Croatia to reach the quarter-finals at 5.50 offers the strongest risk-to-reward ratio. The semi-final line at 13.00 holds value for bettors comfortable with tournament-length variance. Both are supported by Croatia’s historical record of outperforming their implied market probability in knockout football.
Who is Croatia’s main goalscorer?
Andrej Kramarić leads the active squad with 36 international goals and six qualifying strikes. Ivan Perišić, Croatia’s second all-time scorer with 38 goals, remains a threat from wide positions. Ante Budimir leads the attacking line but the goal-scoring is distributed across multiple players rather than concentrated in a single striker.
Is this Luka Modrić’s last World Cup?
Yes. At 40 years old and with 194 caps, Modrić has confirmed that the 2026 tournament is his last major international competition.

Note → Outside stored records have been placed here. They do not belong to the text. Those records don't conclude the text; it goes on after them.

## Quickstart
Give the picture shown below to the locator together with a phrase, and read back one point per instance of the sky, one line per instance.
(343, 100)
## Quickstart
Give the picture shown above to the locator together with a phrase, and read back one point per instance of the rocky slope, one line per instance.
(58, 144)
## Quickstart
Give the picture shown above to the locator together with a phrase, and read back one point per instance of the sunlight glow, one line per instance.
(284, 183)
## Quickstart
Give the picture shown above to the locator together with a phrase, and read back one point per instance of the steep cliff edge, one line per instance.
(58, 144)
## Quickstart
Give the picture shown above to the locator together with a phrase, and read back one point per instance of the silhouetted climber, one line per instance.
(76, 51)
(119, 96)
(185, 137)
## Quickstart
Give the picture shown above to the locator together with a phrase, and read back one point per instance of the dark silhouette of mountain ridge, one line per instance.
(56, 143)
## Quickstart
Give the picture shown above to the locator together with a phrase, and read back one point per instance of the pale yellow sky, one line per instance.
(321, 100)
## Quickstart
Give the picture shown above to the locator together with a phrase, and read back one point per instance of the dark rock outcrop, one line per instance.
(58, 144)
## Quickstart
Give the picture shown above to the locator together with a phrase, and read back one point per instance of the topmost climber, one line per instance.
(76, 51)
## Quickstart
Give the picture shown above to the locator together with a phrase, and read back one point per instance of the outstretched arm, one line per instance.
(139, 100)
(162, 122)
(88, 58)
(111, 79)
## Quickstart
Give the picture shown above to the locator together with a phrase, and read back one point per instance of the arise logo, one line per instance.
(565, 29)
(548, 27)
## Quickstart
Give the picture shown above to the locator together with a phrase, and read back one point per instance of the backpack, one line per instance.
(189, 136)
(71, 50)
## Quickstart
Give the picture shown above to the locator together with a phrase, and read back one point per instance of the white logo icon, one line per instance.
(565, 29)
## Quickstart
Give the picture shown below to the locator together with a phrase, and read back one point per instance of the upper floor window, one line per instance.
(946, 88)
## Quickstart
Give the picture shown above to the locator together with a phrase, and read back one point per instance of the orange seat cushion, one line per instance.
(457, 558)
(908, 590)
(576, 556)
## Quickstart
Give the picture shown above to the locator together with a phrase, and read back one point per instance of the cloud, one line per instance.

He said the same before Euro 2024, but the current consensus — within the squad, the federation and Modrić himself — is that this is genuinely the farewell tournament.
Can Croatia win the 2026 World Cup?
Possible at 80.00, but not a bet with strong analytical foundations. Croatia’s ceiling, based on squad depth and the fitness concerns surrounding key players, is more realistically the semi-finals. They are dangerous in knockout football but lack the consistent attacking depth of the tournament’s top four or five favourites.
Who is Croatia’s most important player at this World Cup?
Luka Modrić remains the creative heart, but Mateo Kovačić’s fitness may be the single most important variable. Without Kovačić, the midfield balance changes significantly and Modrić is more exposed physically. Gvardiol’s availability is equally critical at the back.
What is Croatia’s biggest strength at the 2026 World Cup?
Collective tournament experience and knockout football mentality. No team in this group — and few in the tournament — has the institutional knowledge of winning elimination matches under pressure that this Croatian generation has accumulated across two World Cup podium finishes.
What is Croatia’s main weakness?
The reliance on three players who are all carrying fitness concerns, combined with the absence of a consistently dominant central striker. When Croatia need a goal from open play in the final twenty minutes of a tight knockout match, the options are limited compared to the top-ranked sides they would face in the latter stages.
Is Croatia a Good Bet at the 2026 World Cup?
Croatia are one of the most analytically compelling betting propositions at this tournament — not because they are likely to win it, but because the market consistently underestimates their capacity to progress through knockout rounds. The quarter-final line at 5.50 and the semi-final line at 13.00 both offer genuine value relative to historical base rates for a team of this experience and tactical intelligence. Bet on the journey, not the destination — and back Croatia to make the journey longer than the market expects.